No preconceptions! And what is the troubling, so-obviously-wrong-I-don't-need-to-say-why preconception too many techies start with?
a distaste for government and politics. Sometimes this shades over into ideological libertarianism (see:Peter Thiel, who wants to build a floating libertarian city), but often it's just a sense that government is big, bloated, slow-moving, and inefficient, that politicians are dimwits and panderers, and that real progress comes from private innovation, not government mandates. None of which is facially unreasonable.
It's not only not facially unreasonable, it's vitally important when thinking about politics and imposing political solutions.
Yet Roberts' primer goes on to largely pretend that point was never mentioned or needs to be considered with grave seriousness.
What he goes on to discuss instead actually is all interesting, and here are bits and pieces of it so you can follow what Roberts thinks is all-important for someone to know about politics, apparently obviating any actual complaints or even knowledge about how government actually works, as opposed to the choice process in politics:
The key thing to understand about independents is that they generally vote like partisans….
If the ne plus ultra of rational thinking is switching between parties, splitting votes from election to election, then there are very few rational voters in America. (You can decide for yourself how plausible that seems.)

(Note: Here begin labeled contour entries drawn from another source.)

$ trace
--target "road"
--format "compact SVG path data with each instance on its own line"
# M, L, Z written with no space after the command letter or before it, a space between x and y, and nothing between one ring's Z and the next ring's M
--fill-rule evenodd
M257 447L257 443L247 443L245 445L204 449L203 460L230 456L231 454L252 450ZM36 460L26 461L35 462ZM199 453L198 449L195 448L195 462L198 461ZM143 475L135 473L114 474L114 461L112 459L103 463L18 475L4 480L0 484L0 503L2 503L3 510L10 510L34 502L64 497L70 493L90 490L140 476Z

….the most myth-encrusted phenomenon in US politics is the "moderate." The popular conception of moderates is that they gravitate toward the political center, splitting the difference between the mainstream positions of the two parties.
If that's a moderate, then America doesn't have many of those either. In fact, the relative prevalence of moderates in popular polling is almost certainly a statistical artifact…..More engaged voters will tend to follow the lead and adopt the positions of party leaders…A voter with deeply informed, mildly center-left positions will code as "more partisan" than a moderate who has ill-informed positions that are all over the map, but that doesn't mean the moderate is more centrist or more rational.
Third, in practical coalitional politics, the "center" will tend to be shaped not by rational thinking but by money and power. If there is any space left for bipartisanship in US politics, it is around measures that benefit corporate elites.
Sure. What any of that has to do to deny either a vague or precise libertarian, anti-government position on the part of techies or anyone is unclear. In fact, that third point seems a strong point in favor of a reflexive dislike for politics or political solutions.
But the above is all just preface to his real point: that Republicans are dumber than Democrats, driven by quasi-racist identity politics, and that that is preventing the obviously-right global warming solution of a carbon tax.
Roberts further thinks the techies he's critiquing don't understand, "While it may be true that government cannot force major innovations, as [Elon] Musk and [Tim] Urban [the author of the Wait But Why website and targeted victim of Roberts' long, patient explanation of why he's so mistaken] agree, it is still very much the case that government can help or hinder innovation."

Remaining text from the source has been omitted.